Africa-Press – Tchad. Le bilan meurtrier des manifestations organisées contre le pouvoir à N’Djamena, le jeudi 20 octobre 2022, se serait soldé sur un tragique bilan de près de 50 morts et plus de 300 blessés, selon le premier ministère tchadien, dont le communiqué rendu public a affirmé que ces affrontements ont opposé des policiers à des manifestants qui protestaient contre la prise du pouvoir par l’armée.

Couvre-feu décrété

A la suite de ces affrontements sanglants, le Gouvernement tchadien a annoncé un couvre-feu applicable jusqu’à nouvel ordre de 18h00 du soir à 06h00 du matin (17h00 à 05h00 du matin GMT).

Il semble que des centaines de citoyens ont déferlé et manifesté à travers les artères de la capitale, N’Djamena et ailleurs, jeudi dernier, pour marquer la date à laquelle les militaires avaient initialement promis de céder le pouvoir, soit une période qui a été prolongée de deux ans, surtout que les manifestants rejettent les résultats du dialogue national global.

C’est ainsi que, pour les disperser, les forces gouvernementales auraient ouvert le feu sur les protestataires, et le drame survint.

La rue en colère au Tchad contre le pouvoir militaire

Dans une déclaration accordée à l’agence de presse française AFP, le porte-parole du gouvernement, Aziz Muhammad Saleh, a accusé les manifestants d’avoir attaqué des « bâtiments publics », déclarant à ce propos que « La manifestation non autorisée s’est transformée en rébellion ».

D’ailleurs, les médias ont décrit de gros nuages de fumée noire qui ont été vus dans certaines parties de la ville et le bruit des grenades lacrymogènes qui a résonné en l’air. Selon eux des barricades ont été érigées dans plusieurs zones et des pneus ont été incendiés sur les routes principales pour perturber la circulation.

Le Premier ministre tchadien, Saleh Kebzabo, a affirmé que le couvre-feu imposé demeurera en vigueur jusqu’à ce que « l’ordre complet soit rétabli » dans les points chauds de l’agitation, ajoutant également la « suspension de toutes les activités » de certains groupes d’opposition, tout en promettant de rétablir l’ordre rapidement dans tout le pays.

Manifestants tchadiens à N’Djamena

Réaction de l’Union africaine

Le président de la Commission de l’Union africaine, Moussa Faki Mahamat, n’a pas hésité à « condamner fermement » la répression des manifestations au Tchad, et à appeler « les parties au respect des vies humaines et des biens » et à « privilégier les voies pacifiques pour surmonter la crise ».

Condamnation de l’UE

L’Union européenne a « fermement » condamné « la répression de manifestations au Tchad » qui a fait une cinquantaine de morts, dénonçant « l’usage excessif de la force ».
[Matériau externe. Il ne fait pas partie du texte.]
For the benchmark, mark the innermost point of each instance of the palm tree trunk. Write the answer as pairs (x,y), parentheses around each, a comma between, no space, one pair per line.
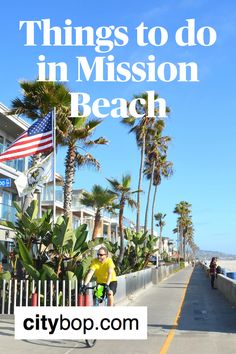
(70,172)
(160,242)
(184,247)
(148,198)
(153,209)
(96,225)
(122,246)
(140,184)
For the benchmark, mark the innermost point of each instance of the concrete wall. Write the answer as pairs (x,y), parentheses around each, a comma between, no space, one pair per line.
(130,284)
(225,285)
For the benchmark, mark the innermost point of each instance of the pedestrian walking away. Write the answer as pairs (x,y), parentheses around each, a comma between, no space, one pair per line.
(213,273)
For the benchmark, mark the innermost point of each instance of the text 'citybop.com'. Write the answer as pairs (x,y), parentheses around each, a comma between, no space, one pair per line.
(81,322)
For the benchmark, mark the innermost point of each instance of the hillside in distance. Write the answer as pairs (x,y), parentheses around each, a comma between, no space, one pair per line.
(202,254)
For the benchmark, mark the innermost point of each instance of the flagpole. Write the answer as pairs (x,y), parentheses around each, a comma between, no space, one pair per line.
(54,166)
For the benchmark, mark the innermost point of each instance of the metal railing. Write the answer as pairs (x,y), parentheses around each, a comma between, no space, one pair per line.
(7,212)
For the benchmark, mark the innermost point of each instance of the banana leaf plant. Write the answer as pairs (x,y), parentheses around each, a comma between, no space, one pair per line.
(47,251)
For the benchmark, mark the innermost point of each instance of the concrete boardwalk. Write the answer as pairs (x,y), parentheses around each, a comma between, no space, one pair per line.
(207,323)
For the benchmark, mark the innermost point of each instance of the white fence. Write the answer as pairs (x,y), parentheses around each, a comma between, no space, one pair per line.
(65,293)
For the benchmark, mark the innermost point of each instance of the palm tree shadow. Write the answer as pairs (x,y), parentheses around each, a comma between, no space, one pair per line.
(205,309)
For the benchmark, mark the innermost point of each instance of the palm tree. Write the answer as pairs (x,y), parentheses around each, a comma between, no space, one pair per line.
(41,97)
(183,209)
(161,223)
(164,169)
(139,127)
(100,199)
(77,139)
(123,193)
(156,146)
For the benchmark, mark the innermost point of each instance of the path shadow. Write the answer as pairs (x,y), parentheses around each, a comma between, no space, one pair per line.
(205,309)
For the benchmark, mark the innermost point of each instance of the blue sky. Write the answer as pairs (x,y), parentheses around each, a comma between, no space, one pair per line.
(202,120)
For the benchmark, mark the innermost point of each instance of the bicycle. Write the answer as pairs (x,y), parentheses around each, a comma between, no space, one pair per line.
(99,297)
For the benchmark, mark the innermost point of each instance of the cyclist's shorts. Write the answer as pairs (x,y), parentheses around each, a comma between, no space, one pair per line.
(112,286)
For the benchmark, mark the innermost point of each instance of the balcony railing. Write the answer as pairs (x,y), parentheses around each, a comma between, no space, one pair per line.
(17,164)
(7,212)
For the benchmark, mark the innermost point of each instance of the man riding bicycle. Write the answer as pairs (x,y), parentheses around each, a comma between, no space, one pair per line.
(104,270)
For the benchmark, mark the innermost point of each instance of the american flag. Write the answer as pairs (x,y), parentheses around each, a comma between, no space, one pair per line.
(38,138)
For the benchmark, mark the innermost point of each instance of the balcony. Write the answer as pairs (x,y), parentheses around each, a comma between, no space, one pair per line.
(7,212)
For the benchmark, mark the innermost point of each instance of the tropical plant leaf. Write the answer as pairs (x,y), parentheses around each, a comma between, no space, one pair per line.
(5,276)
(34,273)
(4,250)
(49,272)
(24,253)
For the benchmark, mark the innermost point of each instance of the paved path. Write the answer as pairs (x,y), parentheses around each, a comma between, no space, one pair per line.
(207,323)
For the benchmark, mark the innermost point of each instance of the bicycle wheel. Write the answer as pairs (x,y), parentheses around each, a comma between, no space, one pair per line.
(90,342)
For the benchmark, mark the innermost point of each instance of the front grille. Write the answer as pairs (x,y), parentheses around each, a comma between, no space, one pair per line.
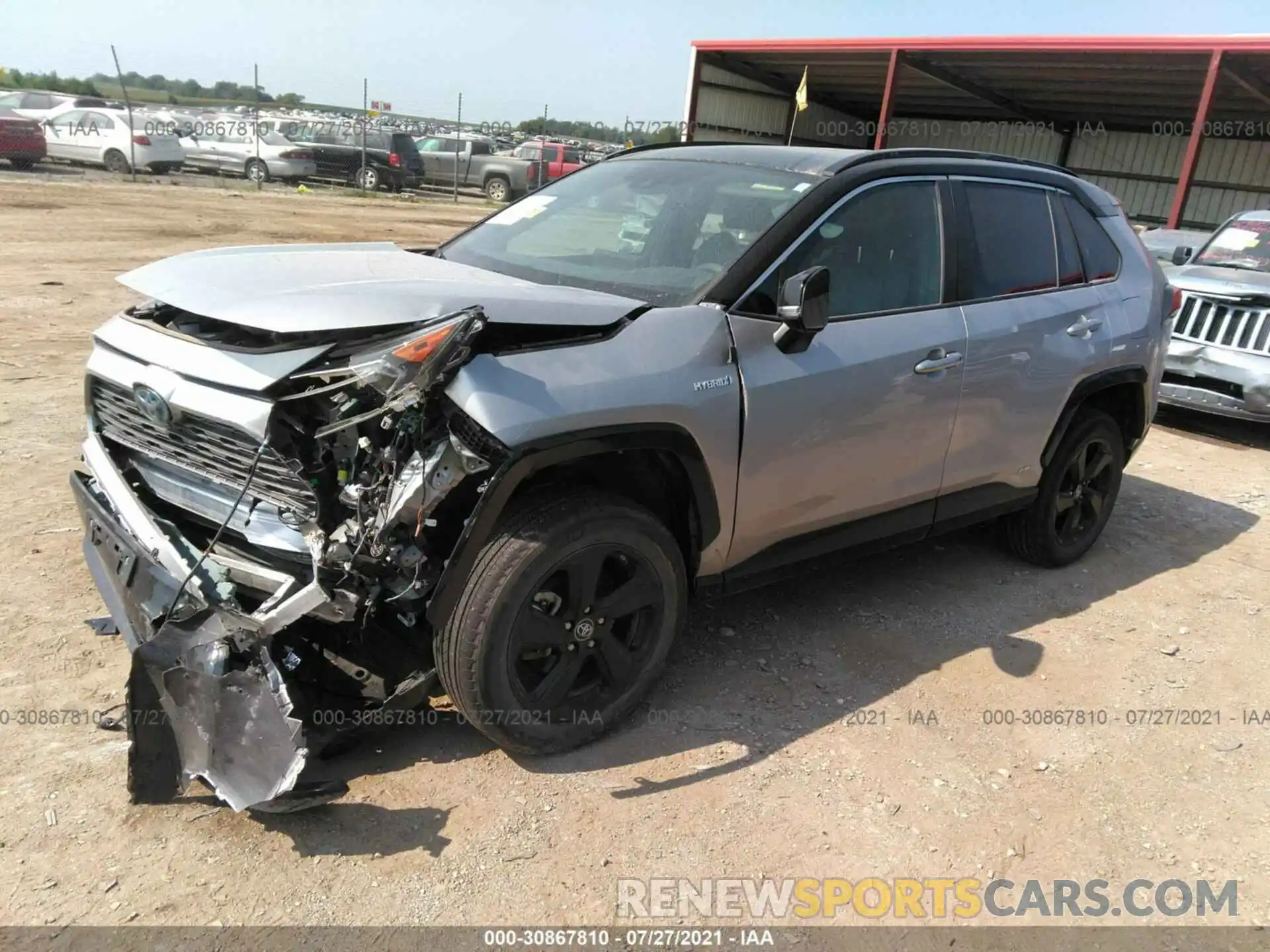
(210,448)
(1206,321)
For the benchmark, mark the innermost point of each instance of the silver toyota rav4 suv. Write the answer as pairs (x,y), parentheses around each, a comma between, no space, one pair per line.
(323,483)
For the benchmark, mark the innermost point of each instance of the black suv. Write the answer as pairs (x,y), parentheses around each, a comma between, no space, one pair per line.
(392,158)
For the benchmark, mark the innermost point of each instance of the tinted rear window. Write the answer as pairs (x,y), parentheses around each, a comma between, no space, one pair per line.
(403,143)
(1099,253)
(1013,244)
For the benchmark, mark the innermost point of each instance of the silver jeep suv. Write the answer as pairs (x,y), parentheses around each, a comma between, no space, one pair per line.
(1220,353)
(324,483)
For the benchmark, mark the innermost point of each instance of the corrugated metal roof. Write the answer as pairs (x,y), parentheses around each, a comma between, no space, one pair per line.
(1119,83)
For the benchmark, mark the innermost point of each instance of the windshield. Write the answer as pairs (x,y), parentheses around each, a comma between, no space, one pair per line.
(1242,244)
(658,230)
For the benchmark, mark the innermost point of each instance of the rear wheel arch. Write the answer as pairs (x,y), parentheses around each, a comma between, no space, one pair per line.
(659,467)
(1122,394)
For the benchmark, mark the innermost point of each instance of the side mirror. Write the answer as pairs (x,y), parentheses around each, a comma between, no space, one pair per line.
(803,309)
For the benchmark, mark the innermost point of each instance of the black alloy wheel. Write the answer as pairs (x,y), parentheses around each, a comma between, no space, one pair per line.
(585,636)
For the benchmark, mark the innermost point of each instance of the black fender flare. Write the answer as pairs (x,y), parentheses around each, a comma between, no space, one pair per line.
(1082,391)
(534,457)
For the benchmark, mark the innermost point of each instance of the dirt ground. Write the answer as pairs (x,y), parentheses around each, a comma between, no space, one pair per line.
(745,763)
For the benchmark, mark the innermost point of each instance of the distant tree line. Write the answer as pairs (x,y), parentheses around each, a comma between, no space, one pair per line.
(48,81)
(600,132)
(193,89)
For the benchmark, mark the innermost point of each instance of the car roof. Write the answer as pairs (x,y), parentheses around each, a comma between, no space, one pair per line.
(827,161)
(810,160)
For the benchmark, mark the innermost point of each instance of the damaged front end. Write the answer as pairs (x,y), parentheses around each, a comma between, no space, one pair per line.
(269,554)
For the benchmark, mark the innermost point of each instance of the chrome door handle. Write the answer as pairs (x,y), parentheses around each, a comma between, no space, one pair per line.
(934,365)
(1085,327)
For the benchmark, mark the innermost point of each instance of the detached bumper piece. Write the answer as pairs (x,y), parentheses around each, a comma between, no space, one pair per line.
(194,707)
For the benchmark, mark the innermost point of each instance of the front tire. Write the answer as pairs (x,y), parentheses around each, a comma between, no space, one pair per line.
(498,190)
(116,161)
(257,171)
(368,178)
(1076,495)
(566,621)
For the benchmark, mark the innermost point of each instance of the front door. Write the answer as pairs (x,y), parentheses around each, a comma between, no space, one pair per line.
(853,433)
(1037,325)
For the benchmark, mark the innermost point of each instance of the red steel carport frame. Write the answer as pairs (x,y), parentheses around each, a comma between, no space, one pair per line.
(1214,46)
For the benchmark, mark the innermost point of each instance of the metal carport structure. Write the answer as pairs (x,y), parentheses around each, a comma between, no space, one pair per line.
(1176,127)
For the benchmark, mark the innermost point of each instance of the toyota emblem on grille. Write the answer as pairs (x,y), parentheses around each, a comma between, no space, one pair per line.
(151,405)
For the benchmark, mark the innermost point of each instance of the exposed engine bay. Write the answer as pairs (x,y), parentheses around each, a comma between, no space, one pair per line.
(302,610)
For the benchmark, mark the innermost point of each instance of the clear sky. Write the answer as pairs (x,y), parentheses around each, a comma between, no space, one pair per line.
(603,60)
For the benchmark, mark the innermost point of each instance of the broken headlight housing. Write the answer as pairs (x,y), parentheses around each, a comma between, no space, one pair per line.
(403,368)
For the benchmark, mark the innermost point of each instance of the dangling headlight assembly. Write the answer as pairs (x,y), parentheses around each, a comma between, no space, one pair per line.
(404,368)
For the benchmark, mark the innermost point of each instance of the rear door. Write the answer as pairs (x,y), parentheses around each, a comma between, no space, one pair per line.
(95,134)
(200,150)
(1037,327)
(60,136)
(859,424)
(232,151)
(439,159)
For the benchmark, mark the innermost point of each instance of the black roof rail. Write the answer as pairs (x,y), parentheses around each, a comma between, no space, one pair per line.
(651,146)
(920,153)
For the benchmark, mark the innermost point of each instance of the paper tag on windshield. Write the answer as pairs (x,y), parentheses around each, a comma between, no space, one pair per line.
(527,207)
(1236,240)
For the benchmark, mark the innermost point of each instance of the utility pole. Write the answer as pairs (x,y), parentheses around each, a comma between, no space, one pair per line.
(255,132)
(132,132)
(542,150)
(459,143)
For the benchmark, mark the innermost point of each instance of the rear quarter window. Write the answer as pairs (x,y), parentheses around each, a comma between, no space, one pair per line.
(1100,255)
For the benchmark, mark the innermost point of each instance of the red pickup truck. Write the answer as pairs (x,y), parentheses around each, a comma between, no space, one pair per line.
(556,158)
(22,140)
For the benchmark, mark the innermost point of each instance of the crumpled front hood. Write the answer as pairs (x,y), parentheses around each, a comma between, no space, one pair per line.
(288,288)
(1222,282)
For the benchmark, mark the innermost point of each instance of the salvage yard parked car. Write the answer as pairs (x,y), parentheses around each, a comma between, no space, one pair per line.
(502,178)
(554,158)
(105,138)
(240,151)
(42,106)
(392,158)
(499,467)
(1164,243)
(22,141)
(1220,353)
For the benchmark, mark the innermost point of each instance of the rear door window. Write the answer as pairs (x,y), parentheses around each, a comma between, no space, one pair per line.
(1100,255)
(1010,241)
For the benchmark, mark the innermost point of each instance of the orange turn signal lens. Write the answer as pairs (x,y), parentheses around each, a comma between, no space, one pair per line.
(423,347)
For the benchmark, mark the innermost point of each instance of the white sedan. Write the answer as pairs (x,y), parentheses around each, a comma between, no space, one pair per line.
(105,138)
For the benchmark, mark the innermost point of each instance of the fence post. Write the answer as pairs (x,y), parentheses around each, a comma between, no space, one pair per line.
(132,132)
(459,143)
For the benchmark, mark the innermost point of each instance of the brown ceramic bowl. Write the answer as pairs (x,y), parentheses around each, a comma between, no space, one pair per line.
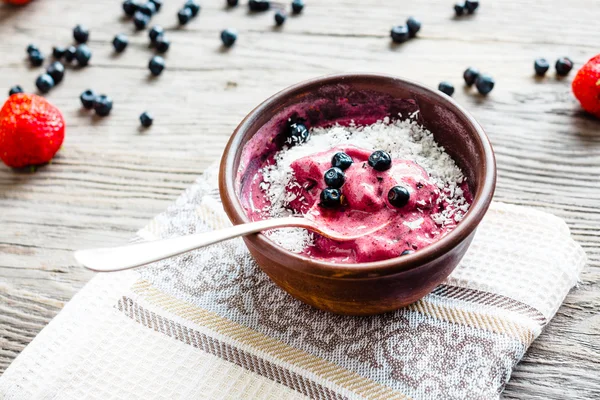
(374,287)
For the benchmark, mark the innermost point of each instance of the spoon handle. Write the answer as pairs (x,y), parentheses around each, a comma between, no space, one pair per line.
(112,259)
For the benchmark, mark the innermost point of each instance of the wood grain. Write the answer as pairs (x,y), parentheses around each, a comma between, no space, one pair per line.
(111,177)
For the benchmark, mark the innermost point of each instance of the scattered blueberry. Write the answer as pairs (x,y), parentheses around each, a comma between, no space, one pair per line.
(334,178)
(541,66)
(563,66)
(120,42)
(297,6)
(102,105)
(83,55)
(36,58)
(413,25)
(156,65)
(81,34)
(130,7)
(87,99)
(15,89)
(341,160)
(398,196)
(228,37)
(146,119)
(44,83)
(484,84)
(155,32)
(380,160)
(470,75)
(193,6)
(57,71)
(400,34)
(259,5)
(280,17)
(140,20)
(184,15)
(331,198)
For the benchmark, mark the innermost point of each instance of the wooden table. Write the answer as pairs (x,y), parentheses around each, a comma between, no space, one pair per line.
(110,177)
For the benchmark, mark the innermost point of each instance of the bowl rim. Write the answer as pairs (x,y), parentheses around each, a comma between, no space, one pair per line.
(481,199)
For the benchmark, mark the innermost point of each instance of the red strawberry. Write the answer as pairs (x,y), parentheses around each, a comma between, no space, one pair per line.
(31,130)
(586,86)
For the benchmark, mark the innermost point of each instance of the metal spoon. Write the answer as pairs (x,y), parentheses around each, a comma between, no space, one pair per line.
(112,259)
« La répression des manifestations et l’usage excessif de la force constituent de graves atteintes aux libertés d’expression et de manifestation qui fragilisent le processus de transition en cours », a souligné le Haut représentant de l’Union européenne pour les affaires étrangères et la politique de sécurité Josep Borrell.

La rue en colère au Tchad contre le pouvoir militaire

Réaction de la France

Quant aux autorités françaises, elles ont condamné les violences survenues au Tchad pour protester contre les résultats du dialogue national et ont insisté pour démentir les allégations de leur implication dans ce qui s’est passé.

Effectivement, la France a condamné la survenance de violences au Tchad, lors des manifestations qui ont éclaté dans la matinée du jeudi 20 octobre, en rejet des résultats du Dialogue national global et de la nouvelle phase de transition, qui a vu l’utilisation d’armes meurtrières par les forces de sécurité, et qui s’est soldée par des tueries, la mort d’un journaliste, ainsi que la blessure de centaines d’autres manifestants, soulignant que les rumeurs sur l’implication de Paris étaient erronées dans cette affaire.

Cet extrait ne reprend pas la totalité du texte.